Ainda não sabia o que eram os "clientes especiais", assunto apenas mencionado na primeira noite - ninguém tocava neste assunto. Aos poucos foi aprendendo alguns dos truques mais importantes da profissão, como nunca perguntar pela vida pessoal, sorrir e falar o mínimo possível, não marcar jamais encontros fora da boate. O conselho mais importante veio de uma filipina chamada Nyah:

- Você deve gemer na hora do orgasmo. Isso faz com que o cliente permaneça fiel a você. - Mas por quê? Eles estão pagando para se satisfazer.

- Você está enganada. Um homem não prova que é macho quando tem uma ereção.

Ele é macho se é capaz de dar prazer a uma mulher. Se for capaz de dar prazer a uma prostituta então ele vai se julgar o melhor de todos.

Assim se passaram seis meses: Maria aprendeu todas as lições de que precisava -

como, por exemplo, o funcionamento do Copacabana. Sendo um dos lugares mais caros da Rue de Berne, a clientela era composta em sua maioria de executivos, que tinham permissão de chegar tarde em casa, já que estavam "janta ndo fora com clientes", mas o limite para estes "jantares" não devia ultrapassar as 23:00h.

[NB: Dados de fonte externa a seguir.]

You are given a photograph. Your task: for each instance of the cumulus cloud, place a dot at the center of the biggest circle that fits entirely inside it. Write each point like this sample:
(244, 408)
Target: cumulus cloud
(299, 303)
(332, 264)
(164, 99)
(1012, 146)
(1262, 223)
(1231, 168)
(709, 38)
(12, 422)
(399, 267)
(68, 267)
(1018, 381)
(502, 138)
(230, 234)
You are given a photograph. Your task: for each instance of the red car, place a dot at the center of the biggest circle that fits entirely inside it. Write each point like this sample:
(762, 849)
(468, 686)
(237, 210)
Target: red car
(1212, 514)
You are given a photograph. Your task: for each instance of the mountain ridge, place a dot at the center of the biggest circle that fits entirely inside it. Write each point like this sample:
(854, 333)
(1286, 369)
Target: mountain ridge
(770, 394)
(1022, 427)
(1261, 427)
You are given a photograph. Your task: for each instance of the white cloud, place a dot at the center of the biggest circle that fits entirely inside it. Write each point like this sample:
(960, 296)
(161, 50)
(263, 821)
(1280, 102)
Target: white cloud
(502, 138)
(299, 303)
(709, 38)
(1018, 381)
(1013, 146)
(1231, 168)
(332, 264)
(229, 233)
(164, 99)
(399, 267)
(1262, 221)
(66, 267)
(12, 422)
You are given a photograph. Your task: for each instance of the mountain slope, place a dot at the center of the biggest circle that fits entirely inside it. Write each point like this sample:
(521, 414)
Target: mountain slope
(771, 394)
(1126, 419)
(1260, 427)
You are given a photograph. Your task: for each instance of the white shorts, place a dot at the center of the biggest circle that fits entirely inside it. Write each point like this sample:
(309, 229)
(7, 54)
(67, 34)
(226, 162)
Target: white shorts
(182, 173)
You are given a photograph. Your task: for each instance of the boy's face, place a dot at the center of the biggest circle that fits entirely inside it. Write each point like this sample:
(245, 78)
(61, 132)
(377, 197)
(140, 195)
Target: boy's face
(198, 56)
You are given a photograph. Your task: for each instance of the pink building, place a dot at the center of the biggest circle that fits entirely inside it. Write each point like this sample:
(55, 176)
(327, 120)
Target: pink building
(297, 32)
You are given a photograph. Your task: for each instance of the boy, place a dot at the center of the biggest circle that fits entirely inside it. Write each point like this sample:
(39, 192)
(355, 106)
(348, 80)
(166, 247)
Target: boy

A maioria das prostitutas tinha entre dezoito e vinte e dois anos, e ficavam em média dois anos na casa, logo sendo substituídas por outras recém-chegadas. Iam então para o Néon, logo para o Xenium e, à medida que a idade da mulher aumentava, o preço descia, e as horas de trabalho se evaporavam. Terminavam quase todas no Tropical Extasy, que aceitava mulheres com mais de trinta anos. Uma vez ali, no entanto, a única saída era sustentar-se arranjando o suficiente para o almoço e o aluguel com um ou dois estudantes por dia (média de preço por programa: o suficiente para comprar uma garrafa de vinho barato).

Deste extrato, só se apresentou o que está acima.